Tech company buys MediaRecall, which catalogs video clips
With content library owners dreaming of a day that video clip sales become as big a business as ringtones, there’s a growing demand for companies to organize and describe archival footage. After all, you can’t sell a clip if you don’t know what’s in it — or if potential buyers can’t find it.
Deluxe, which is already offering tools in that area, announced Tuesday it’s beefing up its offerings with the acquisition of MediaRecall, a digital video-services business with its HQ in the Chicago area.
MediaRecall has some 2,000 people working from home around North America, cataloging, segmenting and describing archival footage so it can be resold as stock footage and other forms. Its clients include WGBH, National Geographic and ITN.
MediaRecall becomes part of Deluxe Digital Media and has already been remonickered “MediaRecall by Deluxe.”
Company’s founders and other employees will remain in place, except for CEO George Deeb, who will leave after a transition period. Gray Ains-worth, Deluxe’s senior VP, Operations, will oversee MediaRecall.
Ainsworth called the acquisition “a metadata play” for Deluxe. Metadata, which includes detailed descriptions and logging of content, is growing in importance as content owners digitize their libraries.
MediaRecall workers must pass a test of visual acuity and descriptive skills (only about 15% of applicants pass, Ainsworth said) and work through a secure site.
“Within Hollywood it’s possible this is going to help content owners monetize content in new forms,” Ainsworth said. He pointed to businesses that resell clips for use as ringtones, emoticons, etc. “In order to do that successfully, that (footage) has to be described.”
Digital Domain announced last week the creation of a sister company, Mothership, that springs from its commercial division.
Mothership will take on transmedia and other branding projects, including campaigns that extend to print and mobile screens — generally, it’ll tackle jobs that require strategic thinking but might not need the high-end production resources of a movie like the new “Tron Legacy” or “The Curious Case of Benjamin Button.”
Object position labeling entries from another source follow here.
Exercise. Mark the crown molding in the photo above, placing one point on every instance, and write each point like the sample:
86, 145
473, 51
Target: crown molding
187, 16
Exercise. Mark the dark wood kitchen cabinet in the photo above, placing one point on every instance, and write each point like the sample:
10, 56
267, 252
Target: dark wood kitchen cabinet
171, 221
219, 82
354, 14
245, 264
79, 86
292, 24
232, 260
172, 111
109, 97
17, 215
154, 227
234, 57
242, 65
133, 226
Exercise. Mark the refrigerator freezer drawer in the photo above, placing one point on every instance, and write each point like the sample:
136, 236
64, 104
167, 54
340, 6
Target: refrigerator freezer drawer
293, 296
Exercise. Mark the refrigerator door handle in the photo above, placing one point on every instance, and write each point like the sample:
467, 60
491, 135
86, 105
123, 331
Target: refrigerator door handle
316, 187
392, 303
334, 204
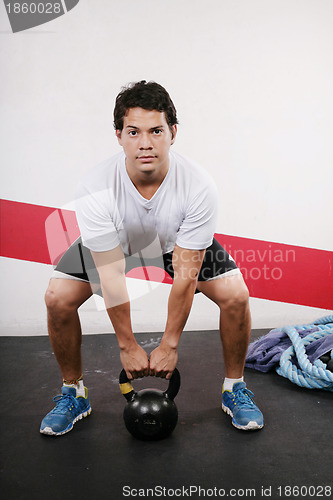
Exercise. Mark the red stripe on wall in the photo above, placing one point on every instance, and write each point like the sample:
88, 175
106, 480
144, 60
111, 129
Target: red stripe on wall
272, 271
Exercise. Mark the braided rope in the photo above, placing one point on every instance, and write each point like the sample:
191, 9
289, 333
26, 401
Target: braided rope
311, 376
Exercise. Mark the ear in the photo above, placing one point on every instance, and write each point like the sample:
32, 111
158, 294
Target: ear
118, 134
174, 133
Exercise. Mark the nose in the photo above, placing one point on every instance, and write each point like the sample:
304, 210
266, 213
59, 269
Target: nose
145, 142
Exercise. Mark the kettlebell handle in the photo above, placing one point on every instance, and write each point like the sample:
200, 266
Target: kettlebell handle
128, 392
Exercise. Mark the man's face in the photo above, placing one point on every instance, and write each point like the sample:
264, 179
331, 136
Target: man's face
146, 139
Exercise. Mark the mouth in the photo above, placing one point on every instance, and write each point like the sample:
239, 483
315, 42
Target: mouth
146, 158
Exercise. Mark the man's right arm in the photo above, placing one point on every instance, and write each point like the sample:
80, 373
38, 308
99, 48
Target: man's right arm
111, 269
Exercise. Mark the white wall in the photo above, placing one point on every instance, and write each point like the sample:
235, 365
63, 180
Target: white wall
252, 82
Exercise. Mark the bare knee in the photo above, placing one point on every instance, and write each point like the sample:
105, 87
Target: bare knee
237, 300
57, 302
Mothership founder-prexy Ed Ulbrich, who retains his title of prez of DD’s commercials division, told Daily Variety that in the emerging world of transmedia storytelling, “you’re developing a story world and creating onramps to it that can be videogames or movies or books on your Kindle.”
Brands, too, are interested in getting into transmedia storytelling, “because they need integrated marketing.”
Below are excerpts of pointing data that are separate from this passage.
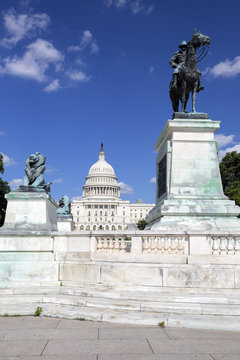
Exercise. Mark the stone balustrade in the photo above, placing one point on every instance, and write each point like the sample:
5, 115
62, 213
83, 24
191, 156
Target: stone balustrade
225, 245
111, 245
167, 244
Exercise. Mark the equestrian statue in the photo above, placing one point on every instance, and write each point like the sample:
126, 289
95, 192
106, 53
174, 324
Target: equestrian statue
186, 76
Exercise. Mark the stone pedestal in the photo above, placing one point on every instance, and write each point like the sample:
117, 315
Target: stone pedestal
65, 224
30, 211
189, 193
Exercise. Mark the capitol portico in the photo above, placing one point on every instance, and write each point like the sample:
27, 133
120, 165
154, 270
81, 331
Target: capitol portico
101, 207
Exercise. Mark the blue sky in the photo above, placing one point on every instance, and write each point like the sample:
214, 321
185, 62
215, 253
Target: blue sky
76, 73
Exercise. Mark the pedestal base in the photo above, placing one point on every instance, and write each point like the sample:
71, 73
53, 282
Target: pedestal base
65, 224
189, 194
30, 211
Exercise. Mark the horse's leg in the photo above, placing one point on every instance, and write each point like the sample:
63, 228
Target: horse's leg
194, 96
187, 97
183, 95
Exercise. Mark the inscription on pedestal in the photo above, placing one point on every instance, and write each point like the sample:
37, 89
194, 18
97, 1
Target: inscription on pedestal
162, 176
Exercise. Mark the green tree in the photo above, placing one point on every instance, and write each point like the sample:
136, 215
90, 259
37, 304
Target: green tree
141, 224
230, 172
4, 189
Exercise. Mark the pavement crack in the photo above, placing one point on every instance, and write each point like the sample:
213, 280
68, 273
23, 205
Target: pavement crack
212, 357
44, 348
150, 346
57, 324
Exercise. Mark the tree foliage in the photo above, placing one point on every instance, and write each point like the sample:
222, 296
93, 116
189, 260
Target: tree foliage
230, 172
4, 189
141, 224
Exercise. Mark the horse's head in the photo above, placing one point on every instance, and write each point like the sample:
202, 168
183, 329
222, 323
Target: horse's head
199, 39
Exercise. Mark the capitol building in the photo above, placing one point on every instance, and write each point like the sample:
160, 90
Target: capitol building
101, 207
Ulbrich said part of the impetus behind Mothership is a new breed of helmer.
While David Fincher, Michael Bay and Gore Verbinski cut their teeth on commercials, “now we have a new crop of guys like Joe Kosinski who grew up playing videogames and working at workstations. They’re as comfortable with a workstation as they are with a camera.”
Ulbrich also noted that what used to be “visual effects” are now just filmmaking tools. “We’re in a world where there’s no such thing as post-production. The line’s not blurred, it’s gone.”
Initially, Mothership will focus on marketing and branding, but it’s already repping a stable of directors, and Ulbrich doesn’t rule out eventually looking at other kinds of projects.
Mothership’s management also includes executive creative director Alejandro Lopez and executive producer Tanya Cohen.
The Motion Picture Academy isn’t likely to open up Oscar voting to the public, and it still relies on paper ballots to determine the winners, but it is inviting the public to vote by Internet for the gown to be worn by awards escorts during the kudocast.
Web voting began Tuesday night for “Oscars Designer Challenge 2010,” with voters choosing among nine designs. Voting continues through Tuesday.
A Web series, “Oscars Designer Challenge: Behind the Dress,” runs online daily March 3-8. The winning design will be announced March 7 on the “Oscars Red Carpet 2010” preshow telecast.